GL: È stato un processo davvero difficile. Quando ero nella guerriglia, avevo una squadra, un equipaggiamento militare e un fucile; dopo la transizione non avevo più niente: nessuna assistenza sanitaria, niente casa, né titolo di studio perché la mia istruzione non è riconosciuta dagli istituti del nostro Paese. Abbiamo bisogno di tutto questo per una concreta incorporazione politica, economica, sociale e culturale nella società. La nostra vita nella guerriglia, anche se complicata, era molto semplice. Avevamo solo ciò di cui avevamo bisogno, come in un qualsiasi esercito: tre divise e i nostri stivali speciali; li lavavamo, li asciugavamo ed erano pronti. Il cambiamento che abbiamo sentito di più riguarda la nostra vita collettiva. La nostra comunità ci ha insegnato, ci ha educato, ci ha dato affetto, ci ha dato fiducia, la nostra comunità ha condiviso con noi le gioie ma anche le difficoltà, gli amori e la mancanza di amore. Abbiamo creato legami profondi di amicizia, di famiglia e questa nuova vita ci ha un po’ «individualizzato». Quell’amore per il collettivo non lo abbiamo più come prima e, naturalmente, ci manca.

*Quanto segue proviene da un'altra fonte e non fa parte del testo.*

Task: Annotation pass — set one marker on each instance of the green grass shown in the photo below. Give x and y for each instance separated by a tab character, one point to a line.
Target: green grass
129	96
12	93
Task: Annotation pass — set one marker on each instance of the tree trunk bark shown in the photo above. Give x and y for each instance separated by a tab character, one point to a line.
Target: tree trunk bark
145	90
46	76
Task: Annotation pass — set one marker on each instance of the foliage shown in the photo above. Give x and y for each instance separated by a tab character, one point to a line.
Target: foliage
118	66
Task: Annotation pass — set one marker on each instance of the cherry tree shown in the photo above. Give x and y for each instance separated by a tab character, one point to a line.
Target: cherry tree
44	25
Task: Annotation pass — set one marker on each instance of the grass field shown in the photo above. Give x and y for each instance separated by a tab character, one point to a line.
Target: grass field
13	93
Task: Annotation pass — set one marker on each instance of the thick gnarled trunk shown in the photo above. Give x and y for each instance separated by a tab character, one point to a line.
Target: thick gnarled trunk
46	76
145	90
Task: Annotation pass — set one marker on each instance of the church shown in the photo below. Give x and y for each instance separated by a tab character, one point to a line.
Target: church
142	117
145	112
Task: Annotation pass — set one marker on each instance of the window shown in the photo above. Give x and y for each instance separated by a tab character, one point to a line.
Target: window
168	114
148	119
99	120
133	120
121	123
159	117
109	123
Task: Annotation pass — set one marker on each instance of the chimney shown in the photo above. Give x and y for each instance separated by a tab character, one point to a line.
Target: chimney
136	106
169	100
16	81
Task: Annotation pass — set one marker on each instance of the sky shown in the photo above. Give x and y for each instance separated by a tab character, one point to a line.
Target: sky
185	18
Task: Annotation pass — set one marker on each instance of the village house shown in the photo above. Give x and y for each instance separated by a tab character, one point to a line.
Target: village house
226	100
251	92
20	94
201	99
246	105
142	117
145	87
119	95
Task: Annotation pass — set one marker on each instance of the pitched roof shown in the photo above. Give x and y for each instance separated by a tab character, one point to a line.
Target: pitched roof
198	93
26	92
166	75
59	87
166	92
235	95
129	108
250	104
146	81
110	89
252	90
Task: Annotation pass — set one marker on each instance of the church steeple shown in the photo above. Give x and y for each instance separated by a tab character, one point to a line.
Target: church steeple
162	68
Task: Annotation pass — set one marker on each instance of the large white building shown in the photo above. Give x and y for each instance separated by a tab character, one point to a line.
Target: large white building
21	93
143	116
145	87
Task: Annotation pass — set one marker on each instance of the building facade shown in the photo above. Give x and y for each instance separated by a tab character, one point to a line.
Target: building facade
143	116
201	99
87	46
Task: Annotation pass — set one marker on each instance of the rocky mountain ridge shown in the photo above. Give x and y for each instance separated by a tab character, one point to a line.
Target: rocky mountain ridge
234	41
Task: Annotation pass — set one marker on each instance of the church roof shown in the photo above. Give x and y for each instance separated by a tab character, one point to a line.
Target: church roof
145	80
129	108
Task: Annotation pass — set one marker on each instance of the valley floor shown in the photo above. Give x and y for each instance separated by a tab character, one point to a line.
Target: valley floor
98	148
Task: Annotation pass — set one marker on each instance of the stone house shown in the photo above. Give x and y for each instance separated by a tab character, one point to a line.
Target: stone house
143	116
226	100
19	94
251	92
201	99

Cosa chiedete alle Nazioni Unite?

GL: L’Unione Europea deve essere informata su ciò che sta realmente accadendo nel nostro Paese, abbiamo bisogno di solidarietà e di sostegno economico per far rispettare il trattato di pace. Inoltre non sappiamo dove siano finite le risorse del «Fondo Colombia en Paz» destinato alla nostra incorporazione. Come firmatari dell’accordo abbiamo adempiuto agli impegni presi e chiediamo al governo di rispettarne l’attuazione, almeno per garantire la vita di noi militanti perché ci stanno uccidendo. Stanno assassinando i militanti del partito ed i leader sociali che si battono per la restituzione delle terre ai contadini, per la difesa dell’ambiente e dei diritti umani. Più di 600 leader e 134 compagni del partito sono stati uccisi sistematicamente dopo la firma dell’accordo. Dobbiamo fermare questa situazione in Colombia, abbiamo firmato un accordo per costruire una società riconciliata e in pace, non per essere uccisi.

Qual è la principale sfida che dovrete affrontare nei prossimi anni?

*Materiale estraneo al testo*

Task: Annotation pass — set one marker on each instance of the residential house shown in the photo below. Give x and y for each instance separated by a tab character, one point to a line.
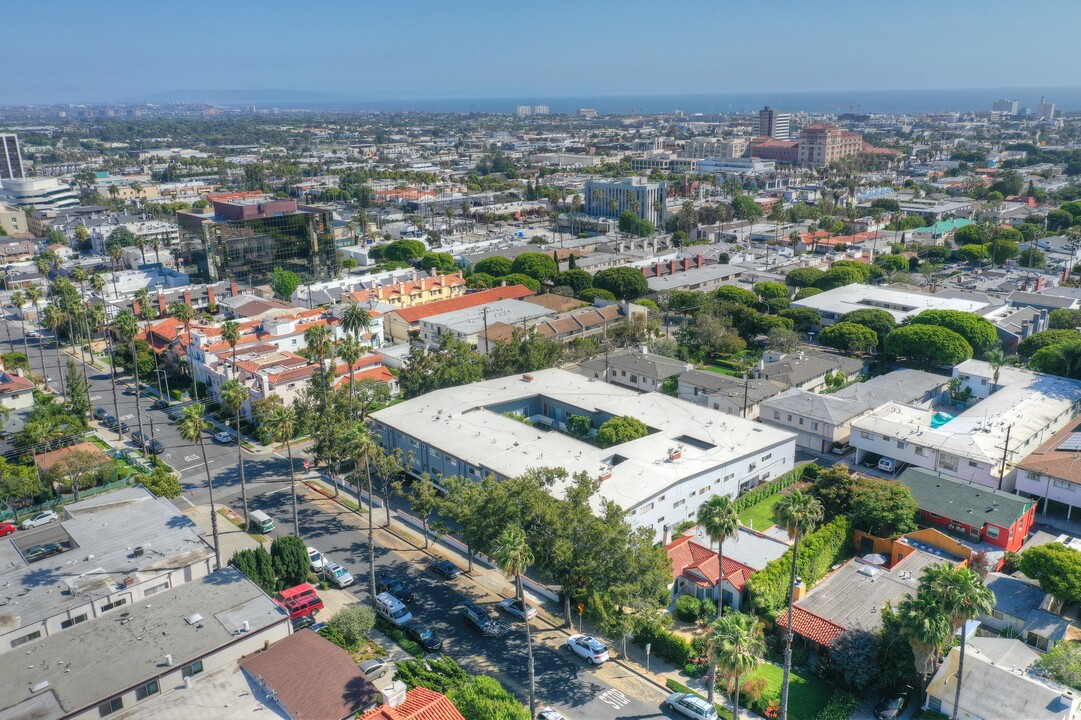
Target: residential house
976	512
635	368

JC: Le sfide sono diverse, ma sono due quelle principali. La prima consiste nel rompere lo stigma, le accuse a cui siamo ancora sottoposti. Con l’aiuto della maggioranza dei colombiani dovremo costruire un grande patto politico nazionale che elimini le armi dall’esercizio politico e che permetta una riconciliazione tra coloro che hanno vissuto la guerra in Colombia. Questa è una sfida molto grande: trovarci tutti, vittime e carnefici, persone colpite insieme a coloro che erano nell’attività armata. La seconda è quella di lavorare per l’istituzione di un governo che permetta di stabilire i percorsi e le rotte per attuare l’accordo e completare la pace in Colombia. Il processo di dialogo con l’Esercito di Liberazione Nazionale deve essere riaperto e deve essere stabilito un percorso di assoggettamento delle bande paramilitari per garantire che la guerra non si ripeta.